Vitus Vitesse Evo CRI £3,199.99 |
Michelle Arthurs-brennan gets to grips with a jack of all trades
“On smooth roads, it felt fast: planted to the tarmac, direct and animated”
Developed alongside the now disbanded An Post Chain Reaction team, the goal with the Vitesse was to create an all-round race bike that would be capable of everything from the Spring Classics to the high mountains of France.
So it’s a jack of all trades, which leads me to question: is it a master of none?
Available with rim or disc brakes, the Vitesse is the lightest bike on offer from Vitus and is also very stiff, using a BB 386 Evo and asymmetric chainstays.
Of course, with great stiffness can come great discomfort. In a bid to alleviate this, Vitus has used a 27.2mm carbon seatpost and kept the seatstays skinny.
As a race bike, the geometry is designed with a need for speed. In reach, our size 52 was a tad shorter than a Specialized Tarmac and a Cannondale Supersix Evo, but only by 4-5mm, so nothing that couldn’t be solved by swapping the 100mm stem for a 110mm. The drop is a bit shallower than the Tarmac, but greater than on the Supersix by 2mm, so we’re firmly in road race territory.
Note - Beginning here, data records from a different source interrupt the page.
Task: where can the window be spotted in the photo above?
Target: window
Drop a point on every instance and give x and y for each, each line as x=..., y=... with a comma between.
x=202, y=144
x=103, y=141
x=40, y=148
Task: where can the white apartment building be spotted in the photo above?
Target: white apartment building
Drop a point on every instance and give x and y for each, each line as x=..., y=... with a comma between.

It took a ride or two on the Ultegra Di2 disc-equipped test bike to adjust to the layout compared to my standard, but it felt pretty spot on once I’d made some changes to the finishing kit. Behind the 40cm handlebars — standard for a unisex bike of this size — I felt like I was at the wheel of a tractor but as soon as I swapped them for a 38cm of my choice, the Vitesse immediately came alive. On smooth roads, it felt fast: planted to the tarmac, direct and animated.
The frame carries a notably positive drive which seemed to push me up the climbs, and tucked into my best attempt at an aero crouch, it felt speedy on the flat too.
What let it down were rough roads, where what had felt like a stunningly direct and natural ride was replaced with the tinny clatter of harsh carbon — even when riding at 80psi.
I like a fast, stiff race bike as much as anyone — but faced with a stretch of unmade tarmac, I don’t want to feel like I’ve been transported to the rock gardens of Afan forest.
Spend more on the frame and sacrifice the swanky spec, and you could have both stiffness and compliance, instead of only the former, as is the case here.